The recent equities trading slowdown was why, a source told Traders Magazine. He added the cuts represented about 15 percent of Liquidnet’s workforce.
"On Thursday of last week they let people go," a brokerage exec said. "It affected people from all parts of the firm from what I hear."
A call to the company was not returned at press time.
A trading desk head in New York confirmed the brokerage exec’s report.
"The cuts were across the board. IT, sales and trading, techs – gone," the desk executive said. "And I think this is the tip of the iceberg."

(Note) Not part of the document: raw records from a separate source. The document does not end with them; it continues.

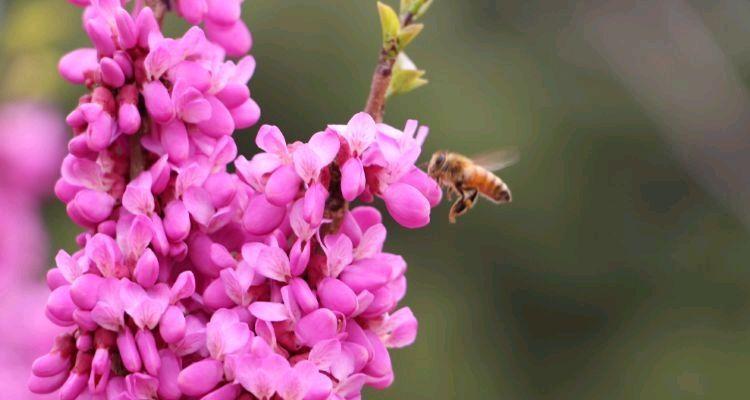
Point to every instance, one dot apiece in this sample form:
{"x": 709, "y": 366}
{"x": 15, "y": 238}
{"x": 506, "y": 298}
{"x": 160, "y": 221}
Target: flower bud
{"x": 128, "y": 350}
{"x": 148, "y": 351}
{"x": 172, "y": 325}
{"x": 200, "y": 377}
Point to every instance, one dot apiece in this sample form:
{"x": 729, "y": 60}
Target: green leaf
{"x": 404, "y": 81}
{"x": 419, "y": 7}
{"x": 389, "y": 23}
{"x": 408, "y": 34}
{"x": 406, "y": 77}
{"x": 406, "y": 6}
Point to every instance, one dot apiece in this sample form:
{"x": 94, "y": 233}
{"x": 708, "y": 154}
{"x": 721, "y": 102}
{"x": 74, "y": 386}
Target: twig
{"x": 381, "y": 78}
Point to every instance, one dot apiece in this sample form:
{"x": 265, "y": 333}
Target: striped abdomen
{"x": 489, "y": 185}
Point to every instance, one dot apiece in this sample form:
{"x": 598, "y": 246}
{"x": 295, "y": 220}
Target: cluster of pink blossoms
{"x": 196, "y": 283}
{"x": 220, "y": 18}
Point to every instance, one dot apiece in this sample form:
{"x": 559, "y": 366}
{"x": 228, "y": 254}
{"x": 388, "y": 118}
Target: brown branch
{"x": 381, "y": 78}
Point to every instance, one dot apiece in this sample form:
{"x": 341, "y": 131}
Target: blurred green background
{"x": 613, "y": 274}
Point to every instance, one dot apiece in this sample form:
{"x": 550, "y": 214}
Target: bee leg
{"x": 463, "y": 204}
{"x": 451, "y": 191}
{"x": 470, "y": 198}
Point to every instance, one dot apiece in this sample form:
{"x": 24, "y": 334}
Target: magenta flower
{"x": 195, "y": 282}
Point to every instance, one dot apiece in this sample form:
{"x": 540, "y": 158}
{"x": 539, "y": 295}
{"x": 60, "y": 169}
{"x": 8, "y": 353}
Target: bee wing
{"x": 497, "y": 159}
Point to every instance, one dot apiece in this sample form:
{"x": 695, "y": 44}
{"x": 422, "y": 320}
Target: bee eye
{"x": 440, "y": 160}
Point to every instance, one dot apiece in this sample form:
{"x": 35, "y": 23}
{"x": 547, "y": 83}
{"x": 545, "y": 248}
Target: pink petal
{"x": 339, "y": 254}
{"x": 172, "y": 325}
{"x": 175, "y": 140}
{"x": 146, "y": 270}
{"x": 282, "y": 186}
{"x": 183, "y": 287}
{"x": 192, "y": 107}
{"x": 215, "y": 296}
{"x": 198, "y": 203}
{"x": 224, "y": 12}
{"x": 307, "y": 164}
{"x": 176, "y": 221}
{"x": 271, "y": 140}
{"x": 104, "y": 253}
{"x": 235, "y": 39}
{"x": 268, "y": 311}
{"x": 326, "y": 145}
{"x": 146, "y": 343}
{"x": 273, "y": 263}
{"x": 128, "y": 350}
{"x": 303, "y": 295}
{"x": 70, "y": 267}
{"x": 319, "y": 325}
{"x": 137, "y": 197}
{"x": 112, "y": 74}
{"x": 295, "y": 384}
{"x": 200, "y": 377}
{"x": 299, "y": 257}
{"x": 146, "y": 308}
{"x": 246, "y": 114}
{"x": 324, "y": 353}
{"x": 192, "y": 10}
{"x": 407, "y": 205}
{"x": 168, "y": 373}
{"x": 158, "y": 101}
{"x": 367, "y": 274}
{"x": 352, "y": 179}
{"x": 371, "y": 242}
{"x": 261, "y": 217}
{"x": 426, "y": 185}
{"x": 128, "y": 118}
{"x": 399, "y": 329}
{"x": 75, "y": 65}
{"x": 127, "y": 32}
{"x": 226, "y": 392}
{"x": 237, "y": 282}
{"x": 93, "y": 205}
{"x": 220, "y": 123}
{"x": 314, "y": 204}
{"x": 100, "y": 35}
{"x": 260, "y": 376}
{"x": 234, "y": 94}
{"x": 60, "y": 305}
{"x": 360, "y": 131}
{"x": 225, "y": 334}
{"x": 366, "y": 216}
{"x": 337, "y": 296}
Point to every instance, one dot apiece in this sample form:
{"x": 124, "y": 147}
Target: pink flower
{"x": 193, "y": 281}
{"x": 225, "y": 334}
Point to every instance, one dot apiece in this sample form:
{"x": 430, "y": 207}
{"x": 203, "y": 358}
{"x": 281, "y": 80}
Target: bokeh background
{"x": 620, "y": 270}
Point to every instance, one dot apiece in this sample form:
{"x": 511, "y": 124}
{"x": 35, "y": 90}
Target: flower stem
{"x": 381, "y": 78}
{"x": 159, "y": 7}
{"x": 137, "y": 159}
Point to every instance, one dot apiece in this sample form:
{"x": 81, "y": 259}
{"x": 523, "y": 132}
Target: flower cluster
{"x": 194, "y": 282}
{"x": 220, "y": 18}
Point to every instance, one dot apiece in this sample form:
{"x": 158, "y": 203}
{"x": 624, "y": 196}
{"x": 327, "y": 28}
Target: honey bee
{"x": 468, "y": 178}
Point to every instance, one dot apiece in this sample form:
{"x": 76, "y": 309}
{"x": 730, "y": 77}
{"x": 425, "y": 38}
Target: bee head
{"x": 437, "y": 163}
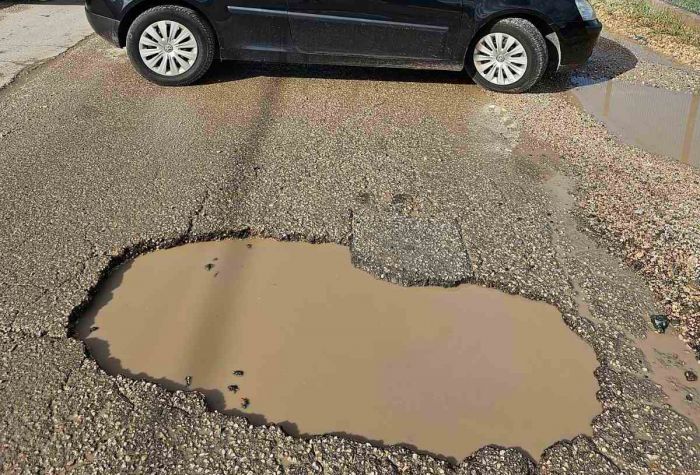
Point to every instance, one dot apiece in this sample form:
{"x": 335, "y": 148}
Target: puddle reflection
{"x": 658, "y": 120}
{"x": 321, "y": 347}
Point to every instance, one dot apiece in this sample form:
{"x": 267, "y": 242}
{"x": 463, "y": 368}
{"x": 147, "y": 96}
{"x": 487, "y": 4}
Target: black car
{"x": 505, "y": 45}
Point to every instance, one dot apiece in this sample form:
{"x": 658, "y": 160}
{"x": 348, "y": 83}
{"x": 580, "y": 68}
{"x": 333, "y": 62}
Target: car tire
{"x": 150, "y": 36}
{"x": 518, "y": 72}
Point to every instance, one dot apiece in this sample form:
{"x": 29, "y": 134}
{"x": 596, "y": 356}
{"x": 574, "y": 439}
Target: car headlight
{"x": 586, "y": 10}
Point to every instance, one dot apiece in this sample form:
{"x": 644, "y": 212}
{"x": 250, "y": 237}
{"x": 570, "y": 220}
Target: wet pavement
{"x": 660, "y": 121}
{"x": 427, "y": 180}
{"x": 327, "y": 348}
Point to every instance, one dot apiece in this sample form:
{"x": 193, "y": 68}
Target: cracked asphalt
{"x": 426, "y": 178}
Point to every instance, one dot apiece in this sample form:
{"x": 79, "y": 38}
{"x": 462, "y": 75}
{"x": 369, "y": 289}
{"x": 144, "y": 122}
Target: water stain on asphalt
{"x": 658, "y": 120}
{"x": 292, "y": 333}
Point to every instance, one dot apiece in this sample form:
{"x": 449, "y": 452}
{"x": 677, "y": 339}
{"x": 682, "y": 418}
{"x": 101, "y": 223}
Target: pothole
{"x": 657, "y": 120}
{"x": 293, "y": 334}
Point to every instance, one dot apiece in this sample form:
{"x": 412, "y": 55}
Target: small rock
{"x": 660, "y": 323}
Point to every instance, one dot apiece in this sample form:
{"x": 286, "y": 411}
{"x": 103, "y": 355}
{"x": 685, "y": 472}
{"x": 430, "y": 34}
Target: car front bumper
{"x": 577, "y": 40}
{"x": 108, "y": 28}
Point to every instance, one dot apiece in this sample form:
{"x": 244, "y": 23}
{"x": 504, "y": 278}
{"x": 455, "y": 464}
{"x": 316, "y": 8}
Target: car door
{"x": 418, "y": 29}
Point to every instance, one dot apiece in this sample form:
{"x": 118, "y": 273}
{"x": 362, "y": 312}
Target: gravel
{"x": 100, "y": 166}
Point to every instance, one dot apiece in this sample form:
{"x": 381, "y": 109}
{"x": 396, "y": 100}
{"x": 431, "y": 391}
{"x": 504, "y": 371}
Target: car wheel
{"x": 510, "y": 57}
{"x": 171, "y": 45}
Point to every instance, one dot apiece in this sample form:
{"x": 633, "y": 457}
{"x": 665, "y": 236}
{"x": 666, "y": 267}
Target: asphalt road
{"x": 421, "y": 174}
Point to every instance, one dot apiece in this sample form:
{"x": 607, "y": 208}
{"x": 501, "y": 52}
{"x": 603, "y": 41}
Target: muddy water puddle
{"x": 657, "y": 120}
{"x": 674, "y": 366}
{"x": 293, "y": 334}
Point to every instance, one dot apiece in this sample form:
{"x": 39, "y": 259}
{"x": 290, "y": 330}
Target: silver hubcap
{"x": 500, "y": 59}
{"x": 168, "y": 48}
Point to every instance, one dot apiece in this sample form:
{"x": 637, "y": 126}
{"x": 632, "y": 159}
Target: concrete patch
{"x": 409, "y": 250}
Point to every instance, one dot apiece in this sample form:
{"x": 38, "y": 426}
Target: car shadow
{"x": 609, "y": 60}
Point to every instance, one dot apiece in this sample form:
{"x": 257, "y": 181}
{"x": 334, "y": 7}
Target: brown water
{"x": 325, "y": 347}
{"x": 669, "y": 358}
{"x": 658, "y": 120}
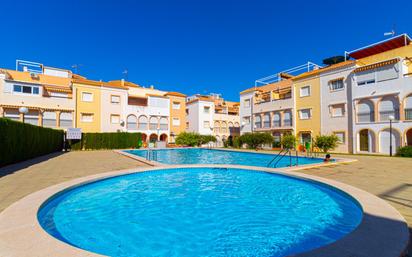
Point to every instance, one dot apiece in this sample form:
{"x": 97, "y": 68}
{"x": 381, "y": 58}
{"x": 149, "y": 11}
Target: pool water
{"x": 200, "y": 212}
{"x": 210, "y": 156}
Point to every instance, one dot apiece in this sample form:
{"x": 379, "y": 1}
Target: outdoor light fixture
{"x": 391, "y": 118}
{"x": 24, "y": 111}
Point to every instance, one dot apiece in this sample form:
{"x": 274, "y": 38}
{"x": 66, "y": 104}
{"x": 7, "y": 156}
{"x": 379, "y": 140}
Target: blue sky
{"x": 191, "y": 46}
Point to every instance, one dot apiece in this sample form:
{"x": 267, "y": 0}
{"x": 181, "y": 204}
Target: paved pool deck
{"x": 385, "y": 177}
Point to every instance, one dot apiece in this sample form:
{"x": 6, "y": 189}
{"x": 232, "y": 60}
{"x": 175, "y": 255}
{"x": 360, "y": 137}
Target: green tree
{"x": 288, "y": 141}
{"x": 254, "y": 140}
{"x": 326, "y": 142}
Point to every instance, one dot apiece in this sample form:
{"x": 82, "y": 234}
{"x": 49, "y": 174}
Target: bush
{"x": 193, "y": 139}
{"x": 254, "y": 140}
{"x": 116, "y": 140}
{"x": 405, "y": 151}
{"x": 20, "y": 141}
{"x": 288, "y": 141}
{"x": 326, "y": 143}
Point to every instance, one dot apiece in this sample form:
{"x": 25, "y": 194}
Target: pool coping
{"x": 382, "y": 232}
{"x": 338, "y": 160}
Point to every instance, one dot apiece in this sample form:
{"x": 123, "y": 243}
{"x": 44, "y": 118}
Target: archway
{"x": 385, "y": 139}
{"x": 153, "y": 138}
{"x": 409, "y": 137}
{"x": 366, "y": 140}
{"x": 163, "y": 137}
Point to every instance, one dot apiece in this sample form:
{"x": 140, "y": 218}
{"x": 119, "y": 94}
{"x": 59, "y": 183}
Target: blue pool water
{"x": 209, "y": 156}
{"x": 200, "y": 212}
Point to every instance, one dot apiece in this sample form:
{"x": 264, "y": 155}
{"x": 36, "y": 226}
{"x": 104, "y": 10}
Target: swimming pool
{"x": 200, "y": 212}
{"x": 210, "y": 156}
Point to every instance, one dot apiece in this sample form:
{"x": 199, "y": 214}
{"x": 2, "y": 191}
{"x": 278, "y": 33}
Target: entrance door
{"x": 364, "y": 140}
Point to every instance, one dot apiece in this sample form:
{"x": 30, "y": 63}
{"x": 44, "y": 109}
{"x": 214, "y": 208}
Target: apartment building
{"x": 212, "y": 115}
{"x": 382, "y": 91}
{"x": 46, "y": 92}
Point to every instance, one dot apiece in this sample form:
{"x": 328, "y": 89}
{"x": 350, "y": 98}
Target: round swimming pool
{"x": 200, "y": 212}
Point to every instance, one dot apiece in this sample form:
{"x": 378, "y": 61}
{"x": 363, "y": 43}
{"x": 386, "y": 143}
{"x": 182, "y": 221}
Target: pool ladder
{"x": 280, "y": 156}
{"x": 151, "y": 155}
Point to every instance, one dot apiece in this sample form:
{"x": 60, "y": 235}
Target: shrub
{"x": 193, "y": 139}
{"x": 115, "y": 140}
{"x": 288, "y": 141}
{"x": 405, "y": 151}
{"x": 254, "y": 140}
{"x": 326, "y": 142}
{"x": 20, "y": 141}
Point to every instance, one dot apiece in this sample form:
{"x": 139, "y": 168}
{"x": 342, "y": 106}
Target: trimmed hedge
{"x": 405, "y": 151}
{"x": 116, "y": 140}
{"x": 20, "y": 141}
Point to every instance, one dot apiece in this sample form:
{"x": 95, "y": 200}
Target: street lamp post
{"x": 24, "y": 111}
{"x": 391, "y": 118}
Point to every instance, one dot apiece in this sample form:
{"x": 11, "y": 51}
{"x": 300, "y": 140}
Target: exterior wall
{"x": 40, "y": 103}
{"x": 180, "y": 114}
{"x": 329, "y": 98}
{"x": 92, "y": 107}
{"x": 245, "y": 111}
{"x": 108, "y": 109}
{"x": 312, "y": 102}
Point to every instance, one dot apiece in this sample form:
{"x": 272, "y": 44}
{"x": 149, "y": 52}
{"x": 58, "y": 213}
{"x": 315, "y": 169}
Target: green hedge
{"x": 20, "y": 141}
{"x": 117, "y": 140}
{"x": 405, "y": 151}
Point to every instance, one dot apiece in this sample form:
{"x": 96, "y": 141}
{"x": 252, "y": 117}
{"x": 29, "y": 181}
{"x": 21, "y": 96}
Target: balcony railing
{"x": 384, "y": 115}
{"x": 366, "y": 117}
{"x": 408, "y": 114}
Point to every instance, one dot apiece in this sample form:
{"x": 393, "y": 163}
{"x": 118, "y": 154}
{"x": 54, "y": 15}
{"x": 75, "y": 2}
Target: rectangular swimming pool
{"x": 210, "y": 156}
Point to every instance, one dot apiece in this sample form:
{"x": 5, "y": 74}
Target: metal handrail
{"x": 275, "y": 157}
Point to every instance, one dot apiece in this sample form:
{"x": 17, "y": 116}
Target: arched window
{"x": 276, "y": 120}
{"x": 49, "y": 119}
{"x": 164, "y": 125}
{"x": 142, "y": 123}
{"x": 216, "y": 127}
{"x": 258, "y": 121}
{"x": 153, "y": 123}
{"x": 131, "y": 122}
{"x": 365, "y": 111}
{"x": 287, "y": 119}
{"x": 266, "y": 120}
{"x": 408, "y": 108}
{"x": 388, "y": 107}
{"x": 66, "y": 120}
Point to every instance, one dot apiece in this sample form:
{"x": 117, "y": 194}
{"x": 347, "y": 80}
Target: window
{"x": 335, "y": 85}
{"x": 287, "y": 119}
{"x": 341, "y": 136}
{"x": 176, "y": 106}
{"x": 86, "y": 117}
{"x": 115, "y": 119}
{"x": 305, "y": 114}
{"x": 131, "y": 122}
{"x": 66, "y": 120}
{"x": 115, "y": 99}
{"x": 87, "y": 97}
{"x": 49, "y": 119}
{"x": 365, "y": 78}
{"x": 176, "y": 122}
{"x": 247, "y": 103}
{"x": 30, "y": 90}
{"x": 305, "y": 91}
{"x": 338, "y": 110}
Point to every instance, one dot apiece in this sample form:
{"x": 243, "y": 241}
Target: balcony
{"x": 366, "y": 117}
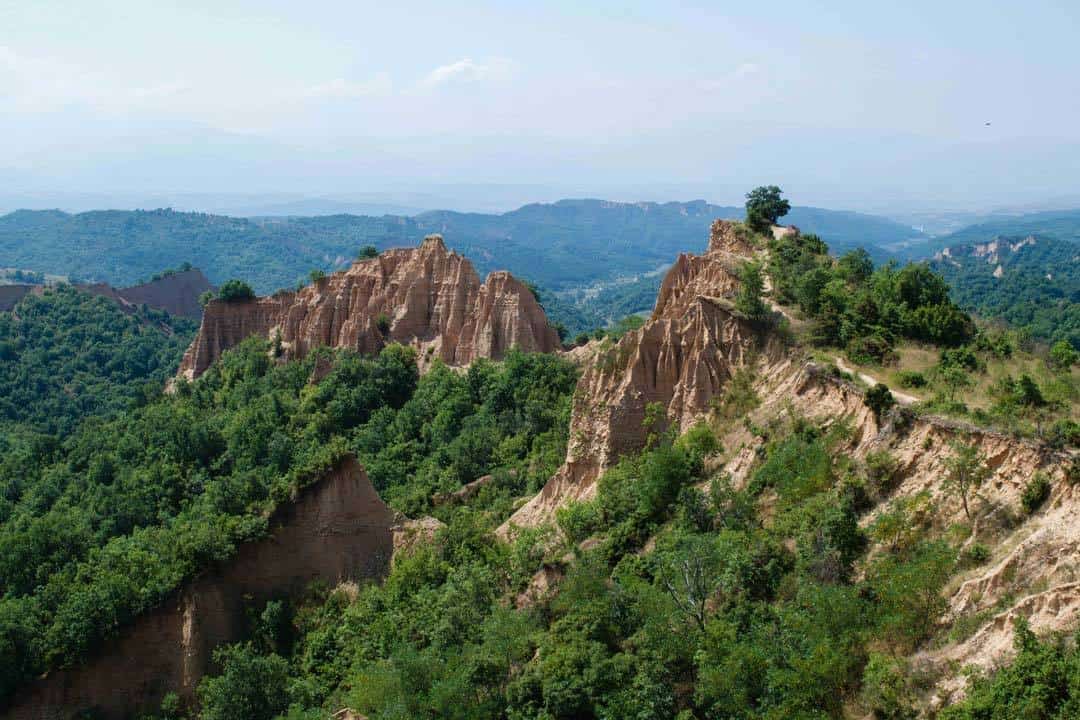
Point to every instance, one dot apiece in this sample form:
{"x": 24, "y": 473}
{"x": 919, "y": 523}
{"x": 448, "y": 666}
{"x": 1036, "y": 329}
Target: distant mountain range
{"x": 567, "y": 244}
{"x": 1060, "y": 225}
{"x": 1029, "y": 281}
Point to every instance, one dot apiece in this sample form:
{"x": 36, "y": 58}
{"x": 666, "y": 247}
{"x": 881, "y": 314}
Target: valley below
{"x": 798, "y": 486}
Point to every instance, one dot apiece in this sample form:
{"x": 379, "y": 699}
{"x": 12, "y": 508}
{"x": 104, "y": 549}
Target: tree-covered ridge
{"x": 863, "y": 309}
{"x": 670, "y": 602}
{"x": 1030, "y": 282}
{"x": 66, "y": 355}
{"x": 102, "y": 526}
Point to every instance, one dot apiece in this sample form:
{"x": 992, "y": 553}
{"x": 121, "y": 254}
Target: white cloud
{"x": 339, "y": 87}
{"x": 36, "y": 83}
{"x": 467, "y": 70}
{"x": 747, "y": 69}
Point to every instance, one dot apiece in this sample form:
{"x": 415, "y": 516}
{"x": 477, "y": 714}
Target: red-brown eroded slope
{"x": 426, "y": 297}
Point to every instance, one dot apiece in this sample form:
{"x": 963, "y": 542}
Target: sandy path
{"x": 903, "y": 398}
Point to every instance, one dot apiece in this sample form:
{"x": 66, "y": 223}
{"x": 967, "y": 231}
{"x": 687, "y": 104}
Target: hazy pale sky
{"x": 845, "y": 104}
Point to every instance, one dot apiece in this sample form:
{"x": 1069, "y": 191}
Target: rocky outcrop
{"x": 337, "y": 530}
{"x": 682, "y": 358}
{"x": 426, "y": 297}
{"x": 176, "y": 293}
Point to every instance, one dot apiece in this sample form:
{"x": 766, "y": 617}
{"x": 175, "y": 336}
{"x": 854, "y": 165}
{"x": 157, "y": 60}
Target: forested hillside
{"x": 1058, "y": 225}
{"x": 66, "y": 355}
{"x": 1030, "y": 282}
{"x": 103, "y": 525}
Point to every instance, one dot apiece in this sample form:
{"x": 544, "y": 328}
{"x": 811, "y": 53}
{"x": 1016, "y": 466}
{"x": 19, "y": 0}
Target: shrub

If trading volume remains low, he added, more firms would likely cut staff to bolster balance sheets and maintain profits made this year. Attrition is the easiest and likely the only way to combat the equity trading slowdown, he said.
"The Street needs to cut back staffing given the volume we’re seeing," the trading exec said. "What else are you going to do? This is the only thing to do."
In June, Steve Greenblatt, head of issuer services and equity capital markets, and Scott Harrison, global head of product, departed Liquidnet. The company said they were pursuing new opportunities.
The downsizing was related to the recent troubles the dark pool had with the Securities and Exchange Commission, another trading source said.
Earlier this summer, the SEC was investigating how the block trading venue handled and protected order client trading information
"There was some lingering fallout from the investigation," the source said.
But low trading volume has also hurt the firm, he added.
According to Liquidnet, it has since redressed the issues brought up by the SEC. It said the the venue no longer discloses certain information about clients or their orders.